Julia Ushakova to 30-letnia modelka z Rosji. Na Instagramie obserwuje ją ponad 514 tysięcy ludzi z całego świata. Modelka postanowiła pochwalić się za pośrednictwem swoich mediów społecznościowych nowo zakupionym i dość oryginalnym bikini. Raczej nie przypuszczała, że spadnie na nią aż taki hejt. Zarzucono jej bowiem, że żartuje sobie z tematu, z którego nie powinna, czyli z koronawirusa. O co konkretnie poszło? Czytajcie dalej.

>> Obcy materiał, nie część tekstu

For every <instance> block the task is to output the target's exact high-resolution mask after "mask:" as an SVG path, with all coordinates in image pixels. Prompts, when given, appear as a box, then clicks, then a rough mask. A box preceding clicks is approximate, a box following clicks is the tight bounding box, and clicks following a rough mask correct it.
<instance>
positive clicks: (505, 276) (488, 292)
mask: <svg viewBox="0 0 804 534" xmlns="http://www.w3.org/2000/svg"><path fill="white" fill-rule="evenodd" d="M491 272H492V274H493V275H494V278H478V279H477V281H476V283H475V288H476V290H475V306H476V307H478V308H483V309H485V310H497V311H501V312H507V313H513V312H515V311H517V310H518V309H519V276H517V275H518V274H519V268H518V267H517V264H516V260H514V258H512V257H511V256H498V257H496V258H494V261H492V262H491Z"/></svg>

Julia Ushakova dość często chwali się szczupłym i wysportowanym ciałem, publikując odważne zdjęcia na swoich profilach w mediach społecznościowych. Tym razem chciała pokazać fanom, co kupiła przez internet. Jej najnowszym zakupem było dość skąpe bikini zrobione... z różnego rodzaju maseczek ochronnych. Tak, tak, dobrze czytacie. Z takich maseczek ochronnych, które nosi się na twarzy.

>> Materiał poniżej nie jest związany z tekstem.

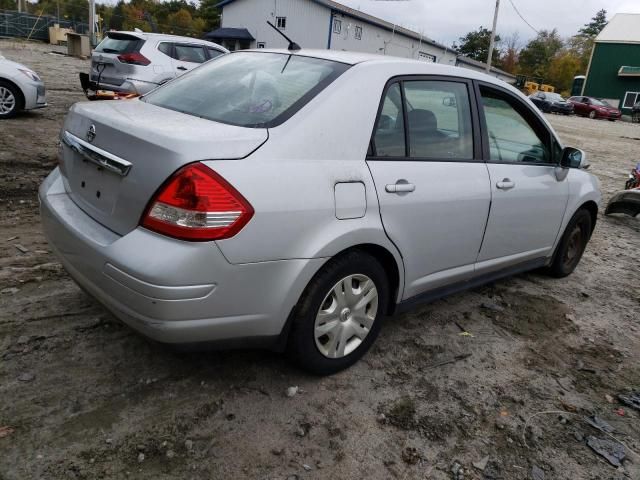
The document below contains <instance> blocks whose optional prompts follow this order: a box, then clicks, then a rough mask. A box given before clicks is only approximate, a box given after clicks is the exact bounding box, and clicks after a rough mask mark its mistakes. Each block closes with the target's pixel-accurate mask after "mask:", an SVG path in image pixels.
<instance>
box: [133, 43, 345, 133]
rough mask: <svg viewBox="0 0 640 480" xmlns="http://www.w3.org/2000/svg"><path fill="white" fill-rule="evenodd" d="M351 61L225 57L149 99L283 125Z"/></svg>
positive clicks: (187, 111) (177, 110) (203, 113)
mask: <svg viewBox="0 0 640 480" xmlns="http://www.w3.org/2000/svg"><path fill="white" fill-rule="evenodd" d="M348 68H349V65H346V64H343V63H338V62H332V61H329V60H321V59H318V58H310V57H302V56H298V55H291V54H286V53H266V52H265V53H262V52H240V53H233V54H230V55H223V56H221V57H218V58H217V59H215V60H212V61H210V62H208V63H205V64H204V65H203V66H201V67H199V68H197V69H195V70H193V71H192V72H190V73H188V74H186V75H183V76H182V77H180V78H178V79H177V80H174V81H172V82H170V83H168V84H167V85H165V86H164V87H162V88H159V89H158V90H155V91H154V92H152V93H150V94H149V95H147V96H146V97H145V98H144V101H146V102H149V103H151V104H153V105H158V106H160V107H164V108H168V109H170V110H176V111H178V112H182V113H187V114H189V115H194V116H197V117H202V118H206V119H209V120H214V121H216V122H221V123H227V124H230V125H238V126H242V127H254V128H270V127H275V126H276V125H280V124H281V123H283V122H284V121H286V120H287V119H288V118H289V117H291V116H292V115H293V114H294V113H296V112H297V111H298V110H300V109H301V108H302V107H303V106H304V105H306V104H307V103H308V102H309V101H310V100H311V99H312V98H313V97H315V96H316V95H317V94H318V93H319V92H320V91H322V90H323V89H324V88H326V87H327V85H329V84H330V83H331V82H333V81H334V80H335V79H336V78H338V77H339V76H340V75H341V74H342V73H344V72H345V71H346V70H347V69H348Z"/></svg>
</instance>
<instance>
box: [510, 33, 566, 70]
mask: <svg viewBox="0 0 640 480" xmlns="http://www.w3.org/2000/svg"><path fill="white" fill-rule="evenodd" d="M562 47H563V43H562V39H561V38H560V36H559V35H558V30H556V29H553V30H551V31H549V30H541V31H540V32H539V33H538V36H537V37H536V38H534V39H533V40H531V41H530V42H529V43H528V44H527V46H526V47H525V48H524V49H523V50H522V51H521V52H520V56H519V58H518V63H519V67H520V71H521V72H522V73H523V74H525V75H528V76H532V77H540V78H542V79H546V78H547V77H548V75H549V65H550V63H551V61H552V60H553V58H554V57H555V56H556V54H558V52H560V50H561V49H562Z"/></svg>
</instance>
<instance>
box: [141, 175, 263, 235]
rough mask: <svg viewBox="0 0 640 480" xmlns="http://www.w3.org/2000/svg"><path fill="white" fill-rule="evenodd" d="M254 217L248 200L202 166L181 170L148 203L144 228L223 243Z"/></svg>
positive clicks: (240, 228) (164, 184) (240, 229)
mask: <svg viewBox="0 0 640 480" xmlns="http://www.w3.org/2000/svg"><path fill="white" fill-rule="evenodd" d="M252 216H253V208H252V207H251V205H250V204H249V202H247V200H246V199H245V198H244V197H243V196H242V195H241V194H240V193H239V192H238V191H237V190H236V189H235V188H233V187H232V186H231V185H230V184H229V183H228V182H227V181H226V180H225V179H224V178H222V177H221V176H220V175H218V174H217V173H216V172H214V171H213V170H211V169H210V168H209V167H207V166H206V165H204V164H202V163H192V164H191V165H187V166H186V167H184V168H181V169H180V170H178V171H177V172H176V173H175V174H174V175H173V176H172V177H171V178H169V180H167V182H166V183H165V184H164V185H163V186H162V187H161V188H160V190H159V191H158V193H157V194H156V196H155V198H154V199H153V200H152V201H151V203H150V204H149V207H148V208H147V210H146V212H145V214H144V216H143V217H142V222H141V224H142V226H143V227H145V228H148V229H149V230H153V231H155V232H158V233H162V234H163V235H168V236H170V237H174V238H179V239H181V240H192V241H209V240H223V239H225V238H230V237H232V236H234V235H235V234H236V233H238V232H239V231H240V230H241V229H242V228H243V227H244V226H245V225H246V224H247V222H248V221H249V220H251V217H252Z"/></svg>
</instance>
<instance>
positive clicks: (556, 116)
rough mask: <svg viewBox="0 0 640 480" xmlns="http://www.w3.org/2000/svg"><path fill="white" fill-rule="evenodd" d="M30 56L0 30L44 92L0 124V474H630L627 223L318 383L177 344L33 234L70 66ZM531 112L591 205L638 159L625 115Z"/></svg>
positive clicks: (638, 371)
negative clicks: (136, 313) (562, 277)
mask: <svg viewBox="0 0 640 480" xmlns="http://www.w3.org/2000/svg"><path fill="white" fill-rule="evenodd" d="M50 51H51V47H49V46H44V45H38V44H28V45H25V44H16V43H12V42H7V41H1V40H0V52H2V53H3V54H4V55H5V56H7V57H8V58H10V59H13V60H17V61H20V62H22V63H24V64H27V65H29V66H30V67H32V68H34V69H35V70H36V71H38V72H39V73H40V74H41V75H42V77H43V79H44V80H45V82H46V83H47V86H48V91H49V93H48V95H49V107H48V108H46V109H44V110H40V111H36V112H31V113H27V114H23V115H21V116H20V117H18V118H16V119H14V120H10V121H4V122H2V123H1V124H0V212H1V213H0V292H2V293H0V359H1V361H0V398H1V399H2V400H1V401H0V479H6V480H8V479H31V478H34V479H62V478H65V479H66V478H70V479H102V478H118V479H119V478H136V479H164V478H194V479H200V478H252V479H254V478H255V479H266V478H273V479H285V478H299V479H322V478H329V477H333V478H344V479H360V478H371V479H386V478H400V479H413V478H415V479H451V478H454V479H462V478H464V479H526V478H536V479H541V478H546V479H572V480H575V479H594V480H595V479H624V478H632V479H640V473H639V469H640V457H638V454H637V453H634V452H633V451H635V452H638V453H640V412H639V411H637V410H634V409H633V408H629V407H627V406H624V405H622V404H620V403H619V401H618V399H617V395H618V394H620V393H625V392H628V391H632V390H634V389H636V390H638V389H640V362H639V359H640V321H639V320H638V318H639V317H638V310H639V307H640V281H639V280H640V274H639V273H638V272H639V270H638V252H640V220H638V219H632V218H628V217H615V218H613V217H611V218H608V217H604V216H603V215H602V214H601V215H600V216H599V221H598V226H597V229H596V232H595V234H594V236H593V239H592V241H591V243H590V245H589V247H588V250H587V252H586V254H585V256H584V258H583V261H582V263H581V265H580V266H579V267H578V269H577V271H576V272H575V273H574V274H573V275H572V276H571V277H569V278H566V279H562V280H554V279H550V278H547V277H545V276H543V275H541V274H538V273H531V274H526V275H521V276H518V277H516V278H512V279H509V280H505V281H501V282H497V283H495V284H493V285H490V286H487V287H483V288H479V289H476V290H473V291H469V292H466V293H463V294H459V295H455V296H453V297H450V298H448V299H445V300H441V301H438V302H435V303H432V304H430V305H426V306H424V307H422V308H420V309H416V310H414V311H412V312H411V313H408V314H405V315H402V316H398V317H395V318H392V319H389V320H388V321H387V322H386V325H385V326H384V328H383V331H382V333H381V335H380V338H379V340H378V342H377V345H376V346H375V347H374V348H373V349H372V351H371V352H370V353H369V354H368V355H367V356H366V357H365V358H364V359H363V360H362V361H361V362H359V363H358V364H357V365H356V366H354V367H353V368H351V369H349V370H348V371H345V372H343V373H340V374H338V375H335V376H333V377H330V378H315V377H310V376H307V375H305V374H303V373H301V372H300V371H298V370H296V369H295V368H294V367H292V366H290V365H289V364H288V363H287V362H286V361H285V360H284V359H283V358H282V357H281V356H279V355H276V354H272V353H265V352H257V351H248V352H244V351H237V352H217V353H216V352H214V353H202V354H177V353H174V352H172V351H169V350H167V349H166V348H164V347H162V346H158V345H155V344H153V343H150V342H148V341H146V340H145V339H143V338H141V337H140V336H138V335H137V334H135V333H133V332H132V331H131V330H129V329H128V328H127V327H125V326H122V325H121V324H119V323H117V322H116V320H115V319H114V318H113V317H112V316H111V315H110V314H109V313H107V312H106V311H105V310H104V309H103V308H102V307H100V306H99V305H97V304H96V303H95V302H94V301H93V300H92V299H91V298H89V297H87V296H86V295H85V294H84V293H83V292H82V291H81V290H80V289H79V288H78V287H77V286H76V285H75V284H74V283H73V282H72V281H71V279H70V278H69V277H68V276H67V275H66V273H65V272H64V270H63V269H62V268H61V266H60V264H59V263H58V262H57V260H56V258H55V257H54V256H53V255H52V254H51V251H50V249H49V247H48V245H47V243H46V241H45V239H44V237H43V235H42V233H41V229H40V226H39V215H38V209H37V205H38V203H37V197H36V189H37V186H38V185H39V183H40V182H41V181H42V179H43V178H44V176H45V175H46V174H47V173H48V172H49V171H50V170H51V169H52V168H54V166H55V163H56V160H55V152H56V139H57V134H58V131H59V128H60V126H61V123H62V118H63V116H64V114H65V112H66V111H67V109H68V108H69V106H70V105H71V104H72V103H73V102H76V101H80V100H82V99H83V96H82V92H81V91H80V87H79V83H78V80H77V73H78V72H79V71H82V70H85V69H86V68H87V65H88V64H87V62H86V61H83V60H79V59H71V58H66V57H61V56H54V55H51V54H48V52H50ZM550 120H551V122H552V123H553V124H554V126H555V127H556V129H557V131H558V132H559V134H560V136H561V138H562V139H563V141H564V142H565V143H567V144H571V145H575V146H577V147H580V148H583V149H584V150H586V151H587V152H588V154H589V156H590V160H591V162H592V171H593V173H594V174H596V175H597V176H598V177H599V178H600V180H601V183H602V190H603V193H604V196H605V201H606V200H608V199H609V198H610V197H611V195H612V194H613V193H614V192H615V191H616V190H618V189H619V188H621V187H622V185H623V184H624V181H625V176H626V174H627V172H628V170H630V169H631V167H632V165H633V163H634V162H636V161H638V160H640V158H638V155H637V154H638V151H639V147H640V126H638V125H631V124H625V123H620V122H618V123H610V122H605V121H593V120H588V119H583V118H575V117H571V118H567V117H557V116H552V117H550ZM464 332H468V333H469V334H464V335H461V333H464ZM292 386H297V387H299V389H298V391H297V393H296V394H295V395H293V396H291V397H288V396H287V395H286V392H287V389H288V388H289V387H292ZM539 412H553V413H541V414H539ZM536 414H538V415H536ZM593 414H596V415H598V417H599V418H601V419H603V420H605V421H606V422H608V423H609V424H610V425H611V426H612V428H614V429H615V430H614V433H613V434H612V435H613V436H614V437H616V438H618V439H620V440H621V441H622V442H624V443H625V444H626V446H627V447H628V449H627V450H625V453H626V459H625V460H624V462H623V464H622V466H621V467H619V468H616V467H614V466H612V465H610V464H609V463H608V462H607V461H606V460H604V459H603V458H602V457H600V456H598V455H596V454H595V453H594V452H593V451H592V450H591V449H590V448H589V447H588V446H587V440H588V438H589V437H590V436H593V437H597V438H602V439H607V438H609V437H608V436H607V434H605V433H602V432H600V431H599V430H597V429H595V428H593V427H590V426H588V425H587V424H586V423H585V422H584V421H583V420H582V418H583V417H584V416H588V415H593ZM534 415H535V416H534ZM525 427H528V428H525ZM474 464H475V465H474ZM461 471H463V472H464V473H461Z"/></svg>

Właśnie zamówiłam na Ali Express taki modny strój kąpielowy. Ma wbudowane specjalne otwory, które pozwalają skórze oddychać. Niestety nie można tego bikini nosić dłużej niż przez dwie godziny. Nie wiem, czy to jest nowe wyzwanie na Instagramie, ale mi się podoba taki pomysł. A co wy myślicie?”
- pochwaliła się na Instagramie Julia Ushakova i przy okazji zapytała swoich fanów o opinie na temat tak oryginalnego bikini.
Nie trzeba było długo czekać na odpowiedź fanów Julii Ushakovej. Część z nich skupiła się na chwaleniu wysportowanej figury modelki, inni zaś bardzo mocno ją skrytykowali za żartowanie z tak poważnego tematu, jakim jest pandemia koronawirusa.
Głupi i lekceważący wpis dla wszystkich lekarzy i wszystkich, którzy cierpią.
Na całym świecie brakuje masek. A to jest najgorszy żart, jaki widziałem w tych strasznych czasach.
W sytuacji, gdy takie maseczki mogą uratować życie, to nie jest to najlepszy sposób żartowania.
- to tylko niektóre z komentarzy zażenowanych internautów z całego świata.